(Invited) Development of 4 Inch and 6 Inch GaN-on-Si for High-Voltage Operation

GaN-based semiconductor devices have established their niches for both high power and high frequency operation due to their wide-bandgap, excellent transport properties, high critical field and high thermal stability, which cannot be matched by the Si-based electronics; great promises have been shown in a wide range of applications, such as highly efficient power amplifiers for mobile phone base-stations, commercial and military radar/satellite communications, advanced power transistors for power rectification with unprecedentedly low loses,  power supply, motor drive, and other circuits in industrial equipment and electric/hybrid vehicles.  As compared to existing Si power devices which have been and still remain the workhorse in the semiconductor industry, GaN power devices are around 20 times smaller in size and over 10 times efficient with much lower power loses.  To realize the GaN performance in a cost-down platform and to continue using well-developed device fabrication technologies easily scalable to 6 inch and beyond in modern semiconductor industry, the integration of GaN-based electronics with Si platform is not only extremely emergent but also a win-win investment.
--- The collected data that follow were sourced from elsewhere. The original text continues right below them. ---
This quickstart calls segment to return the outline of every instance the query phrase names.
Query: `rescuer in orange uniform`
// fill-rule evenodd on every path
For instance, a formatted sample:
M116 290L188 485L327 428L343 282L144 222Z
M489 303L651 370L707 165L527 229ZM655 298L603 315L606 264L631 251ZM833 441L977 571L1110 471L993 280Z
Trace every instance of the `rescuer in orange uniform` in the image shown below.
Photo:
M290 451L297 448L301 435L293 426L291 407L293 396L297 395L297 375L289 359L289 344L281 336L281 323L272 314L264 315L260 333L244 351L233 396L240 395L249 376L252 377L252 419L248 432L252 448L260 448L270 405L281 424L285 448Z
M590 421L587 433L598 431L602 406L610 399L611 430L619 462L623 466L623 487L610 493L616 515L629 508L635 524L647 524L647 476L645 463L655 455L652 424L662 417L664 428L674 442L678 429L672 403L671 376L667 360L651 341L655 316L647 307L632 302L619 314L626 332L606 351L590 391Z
The off-state breakdown behavior is one of the most important factors to examine how good the materials and epitaxial structures are for high power applications.  The off-state drain current is mainly come from the space charge injection of electrons into the GaN buffer [1], as well as the Schottky gate reverse leakage current.  Suppression of the off-state drain leakage current by using high quality insulating buffer layers is very essential for HEMTs based on GaN-on-Si (GOS) materials to improve both the off-state breakdown voltage and the ON/OFF ratio in power switching applications.  To acquire a highly-resistive blocking buffer layer, thicker GaN epitaxial layers employing super-lattice (SL) structures and intentional dopants [2], such as carbon or iron, are usually utilized.

AlGaN/GaN HEMT heterostructures were grown on (111) Si substrates by metal–organic chemical vapor deposition (MOCVD).  The heterostructures consisted of a carbon doped GaN/AlN super-lattice and a carbon doped GaN buffer layer with a total thickness from 2.5 µm to 5 µm, followed by a 120-nm-thick undoped GaN channel layer, 18-21 nm of Al_0.27Ga_0.73N barrier, and 2-nm-thick GaN cap layer.  The devices analyzed in this study were fabricated using our standard device fabrication technology for AlGaN/GaN HEMTs on Si.  Ti/Al/Ni/Au multilayer was first deposited and annealed at 850°C in a nitrogen environment to form an Ohmic contact.  Multiple doses and energies of nitrogen ion implantation were used for the device isolation and to maintain a planar geometry in the fabricated device to further reduce parasitic leakage current.  Ni/Au based Schottky gate metallization was defined by using optical lithography followed by a standard lift-off process of the e-beam deposited metals.  The gate dimension was 2 µm × 100 µm.  The distances of gate-to-source (L_gs) was fixed at 2 µm while the gate-to-drain distance (L_gd) varied from 2 µm to 10 µm.  The isolation characteristics were collected between two Ohmic metal pads with 5 µm spacing.  A standard 250 µm × 150 µm Ohmic contact on the epitaxial side of the HEMT wafers and broad area Al contact on the back side of the substrates were also fabricated for vertical breakdown measurement.

This presentation will review IQE’s development of the AlGaN/GaN HEMTs grown by MOCVD on low cost and large size (111) Si substrates scaling in diameter from 4 inch to 6 inch.  Typical DC characteristics will be shown and compared between different epitaxial structures.  For high voltage operation, the two-terminal isolation blocking voltage/leakage, vertical breakdown voltage, as well as three-terminal off-state breakdown voltage and off-state drain leakage current for AlGaN/GaN HEMTs grown on silicon substrates with different buffer thickness and different carbon doping concentration will be discussed.  As shown in Figure 1, isolation blocking voltage is demonstrated to increase up to about 1000V at 1µA/mm on 5µm-spacing isolation pads and leakage current to decrease to about 5 nA/mm with increasing carbon doping concentration and buffer thickness.  With the improved insulating buffer, high off-state breakdown voltage of 1.2 kV and low leakage current of 5×10^-8A/mm are achieved.

Figure 1. Isolation blocking voltage and leakage current measured between two isolation pads with 5µm spacing for a set of AlGaN/GaN HEMT structures grown on Si with different carbon doping concentration in buffer and different buffer thickness.

1.  M. Micovic, P. Hashimoto, H. Ming, I. Milosavljevic, J. Duvall, P. J. Willadsen, W. S. Wong, A. M. Conway, A. Kurdoghlian, P. W. Deelman, Jeong-S Moon, A. Schmitz, and M. J. Delaney, 2004. IEDM Technical Digest. IEEE International, 807-810 (2004).

2. J. B. Webb, H. Tang, S. Rolfe, and J. A. Bardwell, Applied Physics Letters 75, 953-955 (1999).